29. Spieltag / Regionalliga Nord / Friedrich-Ludwig-Jahn-Sportpark Berlin (2083 Zuschauer)
Für den heutigen Ausflug an die Kieler Förde hatte sich Basti als Fahrer angeboten und so machten wir mit Warni, Rocky und Andreas einen auf Sardinenbüchse, was angesichts der unverschämten Spritpreise nicht unklug war. Die Anreise gestaltete sich recht unkompliziert und knapp 2 Stunden vor Anpfiff stellte unser Fahrer seinen Boliden in unmittelbarer Nähe zum Holstein-Stadion ab. Er und Rocky entschwanden dann auch schnell in Richtung Stadion um ihre diverse Fahnen aufzuhängen. Das verbliebene Trio konsumierte noch das eine oder andere Bierchen und betrachtete erstaunt das aufmarschierte Polizeiaufgebot. Man hatte fast den Eindruck als stünde für jeden angereisten Braunschweiger ein persönlicher Ordnungshüter zur Verfügung.
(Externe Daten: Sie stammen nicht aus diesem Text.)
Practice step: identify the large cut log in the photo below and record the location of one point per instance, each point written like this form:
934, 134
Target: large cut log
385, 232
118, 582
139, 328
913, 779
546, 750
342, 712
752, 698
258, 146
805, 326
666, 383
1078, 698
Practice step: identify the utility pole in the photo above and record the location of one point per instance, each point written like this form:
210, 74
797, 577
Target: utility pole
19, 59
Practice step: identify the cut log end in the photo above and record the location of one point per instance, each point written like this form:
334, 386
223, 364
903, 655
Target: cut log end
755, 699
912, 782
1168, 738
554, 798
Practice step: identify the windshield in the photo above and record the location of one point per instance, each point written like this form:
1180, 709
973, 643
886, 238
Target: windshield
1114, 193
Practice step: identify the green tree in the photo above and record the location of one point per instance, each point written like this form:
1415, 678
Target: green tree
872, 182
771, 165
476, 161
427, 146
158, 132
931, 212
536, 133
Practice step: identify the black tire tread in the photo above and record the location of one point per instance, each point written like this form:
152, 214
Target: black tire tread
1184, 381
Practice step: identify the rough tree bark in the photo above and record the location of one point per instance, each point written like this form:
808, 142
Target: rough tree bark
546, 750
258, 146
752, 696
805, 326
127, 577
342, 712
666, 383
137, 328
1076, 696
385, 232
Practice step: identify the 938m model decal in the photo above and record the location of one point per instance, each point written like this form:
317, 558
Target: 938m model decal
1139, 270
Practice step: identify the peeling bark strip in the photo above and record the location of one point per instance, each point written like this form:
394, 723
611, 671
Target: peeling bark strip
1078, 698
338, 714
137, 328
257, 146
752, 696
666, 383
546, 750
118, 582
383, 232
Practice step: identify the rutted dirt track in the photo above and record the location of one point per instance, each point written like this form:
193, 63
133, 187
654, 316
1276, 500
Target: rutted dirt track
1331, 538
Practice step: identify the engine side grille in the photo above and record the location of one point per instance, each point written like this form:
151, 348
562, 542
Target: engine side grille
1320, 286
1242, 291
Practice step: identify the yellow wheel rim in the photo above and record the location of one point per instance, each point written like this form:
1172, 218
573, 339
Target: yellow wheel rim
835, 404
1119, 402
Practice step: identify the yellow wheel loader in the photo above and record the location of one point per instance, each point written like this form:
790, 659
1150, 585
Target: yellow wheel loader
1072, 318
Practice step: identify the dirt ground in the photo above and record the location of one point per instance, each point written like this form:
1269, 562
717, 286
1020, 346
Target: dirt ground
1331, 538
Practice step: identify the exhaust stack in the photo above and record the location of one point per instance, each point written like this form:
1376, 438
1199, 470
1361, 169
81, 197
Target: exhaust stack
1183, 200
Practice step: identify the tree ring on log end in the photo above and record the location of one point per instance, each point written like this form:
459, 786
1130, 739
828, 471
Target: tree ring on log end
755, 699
Kurz vor Anpfiff enterten wir dann auch das Stadion, in dessen Umfeld einiges saniert wurde. Das Innere bot aber immer noch den gleichen jämmerlichen Anblick wie in den Jahren zuvor. Lediglich das kulinarische Angebot wurde ausgebaut. Ich persönlich beließ es zwar nur beim feilgebotenen Leichtbier, aber Augezeugenberichten nach sollen die riesigen Keulen hervorragend geschmeckt haben. Eignen sich bestimmt auch gut zu werfen. Weiter als ein Feuerzeug fliegen die bestimmt allemal.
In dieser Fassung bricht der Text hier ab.